Her index finger throbs, becomes swollen. The climbing rose brims with scarlet-edged garnet flowers. Their perfume is heady, musk and Turkish Delight. Thorns bind the stems like razor wire.
The prickle is embedded deep in the finger-pad. It hurts when she presses against anything—her tea mug, her toothbrush, her keyboard, her trowel. She rubs it with antiseptic and olive oil, massaging the soreness.
“That’ll learn you. I told you to wear gloves.”
“I did. The gauntlet ones, but I had to take them off to tie the stems in.”
He shrugs. “Get rid of the rose bastards. They make a mess on the lawn.” Messy, like you, his eyes say.
He doesn’t care for her garden. He dislikes the plants crowding his pitch of artificial grass, where he shoots goals, bending the ball's trajectory with a sly touch of his boot. He relishes moments of imagined glory, running like a champion, arms waving overhead.
When she was twelve, she slipped while climbing on a bed of oyster rocks. Far out on the bay at low tide. The rocks lacerated her calf muscle in stripes, punctured her knee and the palm of her hand where she’d stretched to brace her sudden fall. The cuts were slow to heal until six months later, the point in her hand became red and swollen. It festered into a pearl of yellow pus, a piece of oyster rock was spat out, as if her body had ruminated, endured then expelled the shell in disgust.

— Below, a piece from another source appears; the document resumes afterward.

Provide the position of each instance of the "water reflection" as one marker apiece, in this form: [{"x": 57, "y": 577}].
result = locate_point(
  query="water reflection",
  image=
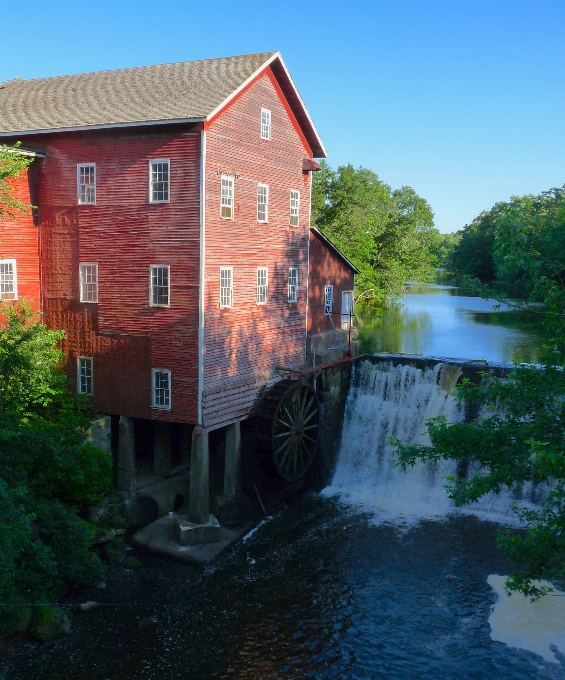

After she serves, then clears away dinner, she joins him in front of the TV. She squints to spy the prickle, squeezes the sore spot with her nails.
“For fucks sake, leave it alone,” he says. “Watch the match. I don’t want to have to tell you what happens.”
She tries to watch, so as not to annoy him. The commentators shout in excited cliches, ‘The stage is set, it’s evenly matched, it’s there for the taking, it’s anyone’s game.’
She stares at the screen, sucking on her finger. She can’t ignore the annoyance under her skin. The thorn is a constant irritation, one her body will soon reject.
He roars when the match goes to penalties. He expects her to stand, shout support alongside him. She turns her giggle into a gasp when the opposing striker kicks right through the goal keeper’s padded arms.
Should have worn better gloves, she thinks and bows her head to hide her glee at his fury.
“Look, it’s out!” she says, and gives him the finger.
“It was in, you stupid woman!” he shouts.